One of the kindest social entrepreneurs that I know, Saia Latu the Founder and CEO of Trow Group, always says that he is a pure for-profit business.  He charges for-profit rates for the work and then chooses how he uses his profits. Trow’s profits go towards materials sent to Tonga, Pasifika people in Auckland (check out the Maketi in Avondale) and community groups close to him. 
 
One sticky point about this approach though – he has to use for-profit, cut-throat pricing in commercial negotiations because people don't tend to take pricing from Social Entrepreneurs seriously.
 
At the beginning of my social entrepreneurial journey, I listened to the podcast How I Built This with Guy Raz featuring Yvon Chouinard from Patagonia, and it stuck with me. 
 
Yvon spoke about leading a business that was environmentally sustainable in everything they sold, including products that are designed to last but are also repaired.  He also spoke about the respectful social environment of the organisation being inclusive and family-friendly. Finally, he spoke about not seeking a speedy scale up, but rather growth over the long-term.
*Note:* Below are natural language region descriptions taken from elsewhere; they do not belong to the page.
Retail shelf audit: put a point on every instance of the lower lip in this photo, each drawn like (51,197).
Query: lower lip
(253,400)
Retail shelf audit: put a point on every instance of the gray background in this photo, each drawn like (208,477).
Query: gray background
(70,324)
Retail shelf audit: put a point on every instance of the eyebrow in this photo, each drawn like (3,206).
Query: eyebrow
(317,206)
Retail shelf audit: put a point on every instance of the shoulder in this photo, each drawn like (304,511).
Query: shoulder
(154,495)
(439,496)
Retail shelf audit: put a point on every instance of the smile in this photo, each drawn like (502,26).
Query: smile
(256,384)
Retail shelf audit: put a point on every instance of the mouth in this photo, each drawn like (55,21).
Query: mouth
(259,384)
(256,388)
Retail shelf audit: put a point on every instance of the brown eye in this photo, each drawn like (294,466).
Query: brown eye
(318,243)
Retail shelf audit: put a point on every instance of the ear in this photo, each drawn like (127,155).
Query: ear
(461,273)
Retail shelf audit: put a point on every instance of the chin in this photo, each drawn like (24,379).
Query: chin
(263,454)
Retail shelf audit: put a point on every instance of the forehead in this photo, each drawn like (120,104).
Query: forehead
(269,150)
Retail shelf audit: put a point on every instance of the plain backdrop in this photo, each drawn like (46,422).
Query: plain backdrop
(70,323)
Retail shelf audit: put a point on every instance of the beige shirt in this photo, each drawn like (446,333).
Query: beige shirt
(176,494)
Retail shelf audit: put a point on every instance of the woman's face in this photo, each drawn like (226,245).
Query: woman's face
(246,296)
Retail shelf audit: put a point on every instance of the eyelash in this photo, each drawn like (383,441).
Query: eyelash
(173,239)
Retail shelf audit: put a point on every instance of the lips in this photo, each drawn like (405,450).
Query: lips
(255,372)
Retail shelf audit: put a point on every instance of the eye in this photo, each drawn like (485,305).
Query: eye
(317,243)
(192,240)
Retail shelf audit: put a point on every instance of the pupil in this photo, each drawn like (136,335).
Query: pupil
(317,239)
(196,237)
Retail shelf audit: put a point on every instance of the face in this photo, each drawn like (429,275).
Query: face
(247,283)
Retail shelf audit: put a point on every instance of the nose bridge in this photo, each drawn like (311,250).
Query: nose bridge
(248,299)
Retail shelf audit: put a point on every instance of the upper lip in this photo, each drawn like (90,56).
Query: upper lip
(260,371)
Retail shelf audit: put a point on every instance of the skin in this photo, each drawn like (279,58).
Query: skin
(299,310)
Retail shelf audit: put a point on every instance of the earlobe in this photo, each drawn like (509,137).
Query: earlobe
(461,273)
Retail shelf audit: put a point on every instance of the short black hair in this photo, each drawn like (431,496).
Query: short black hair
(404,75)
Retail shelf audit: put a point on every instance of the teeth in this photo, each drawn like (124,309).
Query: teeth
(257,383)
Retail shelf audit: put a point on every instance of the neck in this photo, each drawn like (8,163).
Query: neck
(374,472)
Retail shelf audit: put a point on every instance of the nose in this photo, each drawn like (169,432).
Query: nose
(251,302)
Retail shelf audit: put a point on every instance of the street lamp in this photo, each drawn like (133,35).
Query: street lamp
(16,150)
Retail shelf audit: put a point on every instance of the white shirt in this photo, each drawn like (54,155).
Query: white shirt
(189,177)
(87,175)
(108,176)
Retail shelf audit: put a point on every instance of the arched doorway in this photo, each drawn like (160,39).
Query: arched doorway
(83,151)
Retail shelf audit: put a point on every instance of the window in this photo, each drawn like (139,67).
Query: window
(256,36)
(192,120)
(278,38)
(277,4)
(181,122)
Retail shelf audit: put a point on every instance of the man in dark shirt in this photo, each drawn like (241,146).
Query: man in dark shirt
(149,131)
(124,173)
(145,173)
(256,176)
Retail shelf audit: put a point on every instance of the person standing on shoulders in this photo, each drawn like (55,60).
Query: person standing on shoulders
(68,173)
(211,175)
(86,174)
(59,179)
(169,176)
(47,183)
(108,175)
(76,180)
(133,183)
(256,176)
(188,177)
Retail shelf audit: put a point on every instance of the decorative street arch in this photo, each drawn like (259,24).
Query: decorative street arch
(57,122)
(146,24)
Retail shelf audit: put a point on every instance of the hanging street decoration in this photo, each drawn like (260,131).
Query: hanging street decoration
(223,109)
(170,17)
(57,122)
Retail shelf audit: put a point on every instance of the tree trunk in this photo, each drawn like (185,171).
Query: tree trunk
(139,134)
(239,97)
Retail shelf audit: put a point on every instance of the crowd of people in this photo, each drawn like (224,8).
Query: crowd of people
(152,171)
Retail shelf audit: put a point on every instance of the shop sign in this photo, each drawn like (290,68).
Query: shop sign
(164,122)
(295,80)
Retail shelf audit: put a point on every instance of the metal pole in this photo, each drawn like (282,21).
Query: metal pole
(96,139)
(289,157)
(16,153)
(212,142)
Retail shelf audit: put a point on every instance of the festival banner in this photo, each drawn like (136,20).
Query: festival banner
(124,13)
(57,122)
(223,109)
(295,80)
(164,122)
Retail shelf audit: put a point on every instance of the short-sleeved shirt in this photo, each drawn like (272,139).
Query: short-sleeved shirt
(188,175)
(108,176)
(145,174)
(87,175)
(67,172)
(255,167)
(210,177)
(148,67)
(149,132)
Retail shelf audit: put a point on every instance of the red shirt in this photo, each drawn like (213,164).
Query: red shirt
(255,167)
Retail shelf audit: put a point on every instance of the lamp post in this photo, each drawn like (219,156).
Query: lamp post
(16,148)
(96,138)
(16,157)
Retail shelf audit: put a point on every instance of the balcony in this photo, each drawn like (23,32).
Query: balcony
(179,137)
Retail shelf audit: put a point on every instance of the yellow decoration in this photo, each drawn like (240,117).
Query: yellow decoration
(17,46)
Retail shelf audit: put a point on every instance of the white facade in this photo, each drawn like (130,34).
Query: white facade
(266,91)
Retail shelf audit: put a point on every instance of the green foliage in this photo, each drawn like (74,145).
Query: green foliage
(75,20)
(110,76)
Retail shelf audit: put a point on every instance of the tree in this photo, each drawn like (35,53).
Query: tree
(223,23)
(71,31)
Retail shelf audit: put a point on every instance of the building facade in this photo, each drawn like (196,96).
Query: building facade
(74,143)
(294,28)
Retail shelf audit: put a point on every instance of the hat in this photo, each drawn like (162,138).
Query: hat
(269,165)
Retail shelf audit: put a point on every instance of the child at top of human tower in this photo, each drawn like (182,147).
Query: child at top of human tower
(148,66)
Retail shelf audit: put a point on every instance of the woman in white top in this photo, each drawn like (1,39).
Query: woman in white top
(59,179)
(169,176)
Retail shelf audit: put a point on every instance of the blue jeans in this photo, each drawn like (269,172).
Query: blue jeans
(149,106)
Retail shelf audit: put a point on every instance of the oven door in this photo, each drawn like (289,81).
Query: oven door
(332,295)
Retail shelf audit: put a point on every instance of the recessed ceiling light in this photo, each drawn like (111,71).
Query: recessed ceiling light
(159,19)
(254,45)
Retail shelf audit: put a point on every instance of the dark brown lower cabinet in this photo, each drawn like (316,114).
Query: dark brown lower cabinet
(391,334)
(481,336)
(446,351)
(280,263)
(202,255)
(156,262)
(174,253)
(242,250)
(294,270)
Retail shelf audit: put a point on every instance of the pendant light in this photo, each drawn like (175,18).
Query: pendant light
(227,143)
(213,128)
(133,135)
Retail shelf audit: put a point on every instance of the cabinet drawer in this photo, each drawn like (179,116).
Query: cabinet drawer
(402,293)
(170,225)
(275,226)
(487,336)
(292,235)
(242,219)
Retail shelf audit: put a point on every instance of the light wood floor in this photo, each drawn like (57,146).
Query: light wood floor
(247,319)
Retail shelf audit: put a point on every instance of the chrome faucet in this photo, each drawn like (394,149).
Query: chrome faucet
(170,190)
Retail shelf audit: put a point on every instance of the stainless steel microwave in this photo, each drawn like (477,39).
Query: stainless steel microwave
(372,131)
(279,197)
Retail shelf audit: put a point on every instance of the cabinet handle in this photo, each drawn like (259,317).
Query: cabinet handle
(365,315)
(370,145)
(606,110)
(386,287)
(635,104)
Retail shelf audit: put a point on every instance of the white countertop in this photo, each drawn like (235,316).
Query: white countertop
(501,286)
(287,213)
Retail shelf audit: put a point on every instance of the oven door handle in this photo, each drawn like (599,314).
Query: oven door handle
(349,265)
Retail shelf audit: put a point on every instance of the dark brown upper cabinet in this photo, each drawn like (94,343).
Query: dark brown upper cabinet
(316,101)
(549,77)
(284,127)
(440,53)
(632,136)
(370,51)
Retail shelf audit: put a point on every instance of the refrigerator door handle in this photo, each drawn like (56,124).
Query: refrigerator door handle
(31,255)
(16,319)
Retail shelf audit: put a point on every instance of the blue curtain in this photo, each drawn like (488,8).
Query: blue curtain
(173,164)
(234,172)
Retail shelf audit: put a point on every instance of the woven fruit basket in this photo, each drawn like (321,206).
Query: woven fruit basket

In other words, create a company that would be around a century later, independent of investors looking for a quick return.
 
Perhaps the solution to the money challenge is slow but steady growth that will last the long term.
 
 
  • The Re-Creators Charitable Trust.On 24 September 2020, we took the plunge and also set up a charitable trust. By 3rd November we were approved.
 
This allows us to seek funding to deliver upcycling skills-based programmes for low decile schools, or in areas where people can’t afford our ticket prices.
 
It’ll also allow us to develop products that can be gifted to the needy re-using materials that already exist.
 
 
 
Looking Ahead to Year Three
 
Working with vulnerable people is a cause close to my heart and an area where I’ve got a lot of experience. The Re-Creators strategy is heavily geared towards social equity, which means I don’t have the time to market to people in the top 10% income bracket. Perhaps this is a weakness in my business model. At the very least, it’s something to consider as I move into the next phase.
 
Shareholding
 
To be true to our collective, we are adjusting the constitution for The Re-Creators Limited, so that we can give shares to members who contribute above and beyond for over two years. This forms part of my biggest dream: to make a collaborative shareholding business inclusive to those who believe in our mission.  
 
Social Enterprise & Charitable Trust
 
Watch this space for year three and how we adjust and learn from our mixed legal entity.
 
 
With a healthy dose of questions and hope, we are looking forward to year three and delivering more workshops, making more connections in our communities, and standing strong in our mission and vision, regardless of the challenges.
 
As always, we are so grateful for your support. It is the power of the collective that makes us strong and sustains us.